Can pension plans recover benefits paid under QDROs to spouses who divorce and remarry?


Fearing that financial trouble in the airline industry would result in a PBGC takeover and reduced benefits upon their retirement, airline pilots divorced their spouses and obtained domestic relations orders (DROs) from state courts assigning all or most of the pilots’ pension benefits to their spouses. The ex-spouses then requested and received lump-sum disbursements pursuant to the DRO. After the ex-spouses secured the benefits distribution, the couples remarried. Can the plan administrator recover benefits paid based on these “sham” divorces?

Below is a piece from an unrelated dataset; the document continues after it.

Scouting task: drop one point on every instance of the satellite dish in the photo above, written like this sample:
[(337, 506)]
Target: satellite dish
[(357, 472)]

No. Based on these facts, the Fifth Circuit declined to incorporate into the qualified domestic relations order (QDRO) context the “sham transaction doctrine,” under which sham divorces are discarded in tax, bankruptcy, and immigration law. “There is a significant difference between allowing federal tribunals such as the tax, bankruptcy, and immigration courts to consider whether a divorce is a sham, and authorizing a private entity … to make such a determination, which would involve independently investigating employees’ private lives in order to judge the genuineness of the intentions behind their divorces,” the court reasoned.

A DRO must be qualified if it meets the enumerated criteria set forth in ERISA Sec. 1056(d)(3)(B)(i). Determining whether a DRO is qualified is “a straightforward matter that requires the administrator to take DROs at face value and not to engage in complex determinations of underlying motives or intent.” There is no provision among ERISA’s enumerated QDRO requirements that allows the committee to consider whether the divorces were “shams” when qualifying the DROs. Thus, a pension plan is not required, or even permitted, to look beneath the surface of the order. A plan is not entitled to cease qualifying DROs on later speculation that the pilots’ marriages were not dissolved in good faith — or to seek restitution for benefits already distributed.